On Mon, 08 Sep 2008 19:45:36 +1000, Yukihiro Matsumoto  
<matz / ruby-lang.org> wrote:

> |1) Maybe I am blind, but I cannot find something like String#each_code  
> to
> |return an Enumerator of the Unicode codepoints as fixnums. Is there  
> such a
> |beast? If not, I think there should be, considering that there is a
> |String#each_byte. (Yes, you can use String#each_char and then String#ord
> |on each). Also I think there should be an equivalent of String#setbyte &
> |getbyte for unicode codepoints (String#setcode & getcode?).
>
> each_code is ambiguous for me.  codepoint?
Is "each_codepoint" too long?

> |2) If there are new "code" methods above as mentioned above, are the
> |methods String#getbyte, setbyte, each_byte, really necessary?

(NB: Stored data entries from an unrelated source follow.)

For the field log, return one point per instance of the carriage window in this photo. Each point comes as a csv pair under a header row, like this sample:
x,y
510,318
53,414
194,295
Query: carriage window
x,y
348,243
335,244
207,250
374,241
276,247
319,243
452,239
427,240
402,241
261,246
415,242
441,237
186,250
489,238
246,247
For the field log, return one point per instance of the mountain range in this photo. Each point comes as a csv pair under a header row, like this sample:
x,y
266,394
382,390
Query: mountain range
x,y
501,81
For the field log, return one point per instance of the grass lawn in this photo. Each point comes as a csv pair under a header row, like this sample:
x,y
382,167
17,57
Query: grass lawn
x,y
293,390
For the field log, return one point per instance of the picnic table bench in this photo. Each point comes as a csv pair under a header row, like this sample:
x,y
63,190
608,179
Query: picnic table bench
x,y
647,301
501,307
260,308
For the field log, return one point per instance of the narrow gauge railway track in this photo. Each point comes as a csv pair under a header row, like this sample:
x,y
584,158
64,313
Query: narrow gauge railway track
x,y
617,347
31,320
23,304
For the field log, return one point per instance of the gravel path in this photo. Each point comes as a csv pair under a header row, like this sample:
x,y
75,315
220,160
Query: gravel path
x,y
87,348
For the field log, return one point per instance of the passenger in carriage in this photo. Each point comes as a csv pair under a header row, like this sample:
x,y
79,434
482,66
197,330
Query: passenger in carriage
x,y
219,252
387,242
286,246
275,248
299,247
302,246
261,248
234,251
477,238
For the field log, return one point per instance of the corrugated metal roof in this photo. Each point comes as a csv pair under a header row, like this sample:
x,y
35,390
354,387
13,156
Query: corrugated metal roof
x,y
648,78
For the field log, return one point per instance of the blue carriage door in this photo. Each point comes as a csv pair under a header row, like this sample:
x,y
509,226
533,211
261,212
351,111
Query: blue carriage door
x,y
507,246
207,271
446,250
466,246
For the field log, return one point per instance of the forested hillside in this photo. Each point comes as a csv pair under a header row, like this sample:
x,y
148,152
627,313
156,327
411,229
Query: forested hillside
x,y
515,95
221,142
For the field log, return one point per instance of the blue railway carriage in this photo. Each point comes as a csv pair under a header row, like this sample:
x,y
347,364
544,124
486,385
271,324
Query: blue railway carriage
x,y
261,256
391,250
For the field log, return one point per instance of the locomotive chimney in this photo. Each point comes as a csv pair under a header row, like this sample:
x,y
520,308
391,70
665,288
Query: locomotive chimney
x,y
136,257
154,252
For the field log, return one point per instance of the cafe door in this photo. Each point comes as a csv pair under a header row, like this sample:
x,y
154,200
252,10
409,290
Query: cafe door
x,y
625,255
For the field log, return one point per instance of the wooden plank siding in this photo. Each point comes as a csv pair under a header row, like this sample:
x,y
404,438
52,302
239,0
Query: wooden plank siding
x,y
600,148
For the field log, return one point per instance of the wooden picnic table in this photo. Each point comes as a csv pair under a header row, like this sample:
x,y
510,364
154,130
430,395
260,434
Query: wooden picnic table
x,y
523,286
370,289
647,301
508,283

You can
> |always do "force_encoding("BINARY")" if you really want to do byte
> |stuffing, and then each_code, setcode & getcode should do the same as  
> the
> |current "byte" methods.
>
> They are handy to hack encoded text by bytes, without going back and
> forth between encoded and binary.  It happens sometime when you tweak
> low-level text.
OK - I was just trying to avoid introducing multiple methods with similar  
function.

> |3) Suggestion: when opening a file with mode "b" (binary), I think the
> |encoding should be automatically set to 8-bit ASCII, overriding the
> |default locale. I think this should happen on Linux & Unix as well. That
> |way "IO#readchar" and others will only try to do byte-by-byte processing
> |(I hope!).
>
> For historical reason, "b" does not mean "binary" encoding, but
> suppression of newline processing (\r\n -> \n).  It has nothing to do
> with 8bit-ascii.
Before the days of Unicode you are right. But the options "t" and "b" to  
the C function fopen() *do* stand for text and binary in Windows. When  
Windows started to support Unicode however, "binary mode" also means that  
when reading multi-byte character files, conversion to "wide-chars" is  
suppressed. See http://msdn.microsoft.com/en-us/library/c4cy2b8e.aspx . In  
Ruby 1.9, 8-bit ascii is the closest thing we have to a byte string - in  
fact BINARY is an alias for ASCII-8BIT in Ruby's standard encodings.

>
> |4) I notice that some methods like String#toutf8 no longer exist, but  
> are
> |still in the doc.
>
> Should be removed.  Where did you find them.
I just noticed them on ruby-doc.org under the 1.9 core doc "String". Maybe  
that is old.

> |I'd like to say how amazing the character encoding implementation is. I
> |don't know of any other language that has attempted to support all
> |encodings internally, as you guys have. You have also done a really good
> |job at optimizing UTF-8 string processing performance when all data is
> |ASCII. However, I imagine that using UTF-8 internally for strings of
> |multi-byte characters (or any other variable-length encoding) is going  
> to
> |be slow. I also have a concern that supporting so many character  
> encodings
> |internally is making Ruby's C code (eg: string.c) hard to optimize for a
> |particular class of encoding and when you do, messy and difficult to
> |maintain. It would be nicer if the internal implementation of say  
> "String"
> |could be done in a more OO approach, based on encoding. Probably easier
> |said than done, though!
>
> Having less number of classes is one of the Ruby's design policy.  And
> I feel it works well so far.
Sorry, I didn't mean to propose introducing extra classes in Ruby. I was  
talking about how the Ruby internal C code was implemented. I was getting  
at trying to avoid a series of "ifs" in each method in say string.c to  
optimize for different classes of encoding (eg if single-byte ... else if  
constant-width ..... else .....).

Mike.